Lucky

Our dad considered himself a lucky person. Oh yes, he had gone through the Great Depression, and he had fought in the Second World War. He was married to my mother, the unpredictable Mary and later he found and married the sarcastic and difficult Beatrice;  however, he still considered his life a lucky one. He always said:

Your mother never kept me from going to college and law school.

Of course, he never mentioned that she never offered any significant help either. He was diagnosed with Polycystic Kidney Disease and yet he said:

We’re lucky.  We have the best kidney disease you can have.  It doesn’t cause problems for people until late middle age.

I guess Lucky is all in how you look at it.

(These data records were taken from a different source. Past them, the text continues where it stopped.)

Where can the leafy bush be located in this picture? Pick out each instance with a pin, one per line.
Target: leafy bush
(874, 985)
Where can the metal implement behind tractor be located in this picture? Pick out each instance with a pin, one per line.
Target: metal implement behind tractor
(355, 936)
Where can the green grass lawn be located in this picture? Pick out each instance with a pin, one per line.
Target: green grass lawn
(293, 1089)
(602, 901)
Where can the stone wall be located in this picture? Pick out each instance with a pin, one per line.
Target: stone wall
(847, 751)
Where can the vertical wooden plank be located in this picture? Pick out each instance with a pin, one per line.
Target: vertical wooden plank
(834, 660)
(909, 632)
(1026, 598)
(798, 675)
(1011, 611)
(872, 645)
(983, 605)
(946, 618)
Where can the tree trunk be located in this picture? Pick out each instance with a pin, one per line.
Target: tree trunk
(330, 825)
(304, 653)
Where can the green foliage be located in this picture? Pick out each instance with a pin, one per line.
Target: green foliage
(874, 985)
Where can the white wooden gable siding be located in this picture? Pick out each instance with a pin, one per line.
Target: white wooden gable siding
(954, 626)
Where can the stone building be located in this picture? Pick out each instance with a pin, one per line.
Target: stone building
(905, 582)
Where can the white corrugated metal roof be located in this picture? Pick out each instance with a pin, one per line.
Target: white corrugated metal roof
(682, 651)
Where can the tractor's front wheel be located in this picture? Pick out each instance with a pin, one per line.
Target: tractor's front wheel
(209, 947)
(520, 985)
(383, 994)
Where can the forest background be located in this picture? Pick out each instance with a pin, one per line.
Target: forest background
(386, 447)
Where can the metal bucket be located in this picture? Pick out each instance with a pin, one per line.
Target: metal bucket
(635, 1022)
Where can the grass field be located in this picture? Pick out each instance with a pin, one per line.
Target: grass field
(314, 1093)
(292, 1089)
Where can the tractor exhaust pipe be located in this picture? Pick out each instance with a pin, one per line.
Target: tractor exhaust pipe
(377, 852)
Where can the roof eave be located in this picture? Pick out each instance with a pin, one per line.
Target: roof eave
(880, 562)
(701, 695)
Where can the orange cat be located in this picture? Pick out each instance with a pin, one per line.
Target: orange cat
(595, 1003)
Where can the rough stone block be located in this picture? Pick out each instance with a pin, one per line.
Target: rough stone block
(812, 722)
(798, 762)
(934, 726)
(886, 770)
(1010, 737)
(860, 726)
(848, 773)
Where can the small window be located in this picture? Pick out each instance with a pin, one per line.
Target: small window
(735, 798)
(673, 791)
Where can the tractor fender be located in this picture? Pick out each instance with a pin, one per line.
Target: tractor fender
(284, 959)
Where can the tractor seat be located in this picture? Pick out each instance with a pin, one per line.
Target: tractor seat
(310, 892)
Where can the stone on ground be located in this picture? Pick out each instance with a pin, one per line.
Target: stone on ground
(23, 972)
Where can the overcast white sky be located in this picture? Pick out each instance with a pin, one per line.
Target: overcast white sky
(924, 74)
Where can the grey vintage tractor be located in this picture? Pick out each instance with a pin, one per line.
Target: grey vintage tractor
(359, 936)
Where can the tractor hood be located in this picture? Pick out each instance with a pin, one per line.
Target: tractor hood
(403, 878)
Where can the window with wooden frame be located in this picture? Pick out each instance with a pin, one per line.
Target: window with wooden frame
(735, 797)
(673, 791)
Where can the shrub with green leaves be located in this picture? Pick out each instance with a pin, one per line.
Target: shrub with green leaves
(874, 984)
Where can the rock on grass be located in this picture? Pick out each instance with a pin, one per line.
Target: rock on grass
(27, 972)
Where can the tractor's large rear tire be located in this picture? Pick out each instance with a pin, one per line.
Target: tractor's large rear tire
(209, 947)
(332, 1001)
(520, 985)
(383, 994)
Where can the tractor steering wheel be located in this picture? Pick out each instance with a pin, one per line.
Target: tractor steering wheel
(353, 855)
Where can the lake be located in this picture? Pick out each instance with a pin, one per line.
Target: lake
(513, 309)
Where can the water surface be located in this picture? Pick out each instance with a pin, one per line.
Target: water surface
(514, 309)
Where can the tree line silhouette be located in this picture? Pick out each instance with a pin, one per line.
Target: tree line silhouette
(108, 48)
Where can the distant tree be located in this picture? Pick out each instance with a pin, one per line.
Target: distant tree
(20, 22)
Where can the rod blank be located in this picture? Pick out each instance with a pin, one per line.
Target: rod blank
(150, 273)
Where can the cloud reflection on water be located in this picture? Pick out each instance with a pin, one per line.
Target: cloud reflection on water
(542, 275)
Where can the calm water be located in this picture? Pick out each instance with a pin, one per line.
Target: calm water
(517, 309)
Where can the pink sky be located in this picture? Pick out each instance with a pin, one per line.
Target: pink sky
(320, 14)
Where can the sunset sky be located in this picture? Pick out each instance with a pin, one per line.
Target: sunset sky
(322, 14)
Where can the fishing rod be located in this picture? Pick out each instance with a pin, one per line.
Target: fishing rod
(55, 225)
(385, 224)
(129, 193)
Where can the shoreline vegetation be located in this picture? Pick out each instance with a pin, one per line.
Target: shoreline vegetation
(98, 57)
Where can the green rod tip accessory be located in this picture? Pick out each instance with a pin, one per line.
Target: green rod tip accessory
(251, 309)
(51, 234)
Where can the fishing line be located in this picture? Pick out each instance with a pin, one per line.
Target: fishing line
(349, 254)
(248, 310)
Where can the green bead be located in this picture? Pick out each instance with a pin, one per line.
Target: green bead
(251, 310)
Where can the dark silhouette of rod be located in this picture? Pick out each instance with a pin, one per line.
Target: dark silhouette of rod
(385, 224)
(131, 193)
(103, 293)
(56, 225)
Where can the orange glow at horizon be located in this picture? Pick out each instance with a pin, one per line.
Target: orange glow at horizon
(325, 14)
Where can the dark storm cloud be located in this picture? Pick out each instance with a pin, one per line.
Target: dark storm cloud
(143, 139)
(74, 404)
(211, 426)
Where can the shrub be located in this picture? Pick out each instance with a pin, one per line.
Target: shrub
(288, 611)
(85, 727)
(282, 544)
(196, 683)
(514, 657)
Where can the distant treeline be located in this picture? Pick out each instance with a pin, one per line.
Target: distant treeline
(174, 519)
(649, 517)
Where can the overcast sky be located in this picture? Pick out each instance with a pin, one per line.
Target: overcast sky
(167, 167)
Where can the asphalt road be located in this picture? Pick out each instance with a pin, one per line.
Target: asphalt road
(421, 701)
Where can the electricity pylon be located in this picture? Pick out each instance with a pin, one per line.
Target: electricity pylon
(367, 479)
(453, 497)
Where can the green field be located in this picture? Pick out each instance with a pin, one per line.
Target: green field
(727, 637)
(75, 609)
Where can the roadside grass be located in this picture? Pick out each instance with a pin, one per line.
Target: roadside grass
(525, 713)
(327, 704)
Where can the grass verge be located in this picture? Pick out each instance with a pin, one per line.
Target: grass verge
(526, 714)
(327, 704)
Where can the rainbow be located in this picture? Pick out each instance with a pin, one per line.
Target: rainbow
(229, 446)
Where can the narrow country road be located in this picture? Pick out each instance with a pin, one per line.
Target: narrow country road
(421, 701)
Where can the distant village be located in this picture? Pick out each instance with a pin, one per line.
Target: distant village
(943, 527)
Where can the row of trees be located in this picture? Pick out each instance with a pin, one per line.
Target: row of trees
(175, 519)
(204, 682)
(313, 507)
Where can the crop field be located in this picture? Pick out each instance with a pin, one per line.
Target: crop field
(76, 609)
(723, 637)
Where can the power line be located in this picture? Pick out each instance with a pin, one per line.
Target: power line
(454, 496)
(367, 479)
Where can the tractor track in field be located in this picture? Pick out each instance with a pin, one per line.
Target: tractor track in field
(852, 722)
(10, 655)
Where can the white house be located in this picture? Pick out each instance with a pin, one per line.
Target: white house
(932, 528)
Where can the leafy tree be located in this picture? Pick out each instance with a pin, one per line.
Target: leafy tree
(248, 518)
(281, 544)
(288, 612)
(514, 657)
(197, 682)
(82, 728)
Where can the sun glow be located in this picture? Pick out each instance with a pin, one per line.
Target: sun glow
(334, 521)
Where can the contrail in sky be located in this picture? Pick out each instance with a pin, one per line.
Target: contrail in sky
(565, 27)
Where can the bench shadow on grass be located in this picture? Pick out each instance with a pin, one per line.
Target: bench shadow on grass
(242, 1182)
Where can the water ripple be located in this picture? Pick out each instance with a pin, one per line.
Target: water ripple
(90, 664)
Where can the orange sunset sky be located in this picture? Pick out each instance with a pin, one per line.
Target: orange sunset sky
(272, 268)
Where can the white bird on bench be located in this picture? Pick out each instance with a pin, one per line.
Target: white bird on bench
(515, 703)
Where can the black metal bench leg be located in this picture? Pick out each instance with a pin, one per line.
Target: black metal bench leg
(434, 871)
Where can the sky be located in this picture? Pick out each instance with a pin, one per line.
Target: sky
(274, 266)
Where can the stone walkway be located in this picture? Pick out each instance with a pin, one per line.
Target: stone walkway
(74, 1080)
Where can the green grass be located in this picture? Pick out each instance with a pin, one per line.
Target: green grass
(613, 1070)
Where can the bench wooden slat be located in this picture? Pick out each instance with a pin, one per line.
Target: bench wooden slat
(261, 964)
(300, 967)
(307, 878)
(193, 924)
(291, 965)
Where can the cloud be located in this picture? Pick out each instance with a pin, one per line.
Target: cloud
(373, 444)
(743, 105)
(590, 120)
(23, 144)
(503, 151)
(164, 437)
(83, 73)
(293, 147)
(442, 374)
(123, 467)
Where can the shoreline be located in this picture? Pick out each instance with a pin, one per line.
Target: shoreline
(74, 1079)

Every summer, we would spend time at the Christian County Fair and many times Dad aka Mr. Lucky would win some “fabulous” prize. One time my mother had accompanied us and when Dad won a giant lavender teddy bear for me, she insisted he try for the exact same prize for my sister. Dad spent several hundred dollars playing the game, but it was no dice (and no teddy bear!). My mother simply could not understand why he was not able to duplicate his earlier success.

I guess she didn’t realize the games were rigged.

Another time, my sister and I were with my dad and he won a parakeet. Once he captured his prize and we continued walking along the midway, the carnival barkers would shout out, “Hey Lucky.” We heard that so many times that when we got home we named the bird “Lucky.”

Unfortunately, the bird was not too lucky.  My sister and I forgot to give it water and it died one night.

Dad, of course, continued on his lucky adventures at the county fair. His next prize was a cute little baby duck. He became so attached to the darn thing that he created a home for the duck in an old grandfather clock box. Dad kept the duck alive all winter and planned to release it in the spring. Unfortunately, his duck contracted some duck malady and died before he could release back to the wild. So the bird did not have an abundance of good luck.

I guess that is one of the big lessons Dad taught us. Life is all about perceptions. If you believe you are lucky, then you are. If you think life is good, then it is. My sister and I have had a good life, and we hope you do too.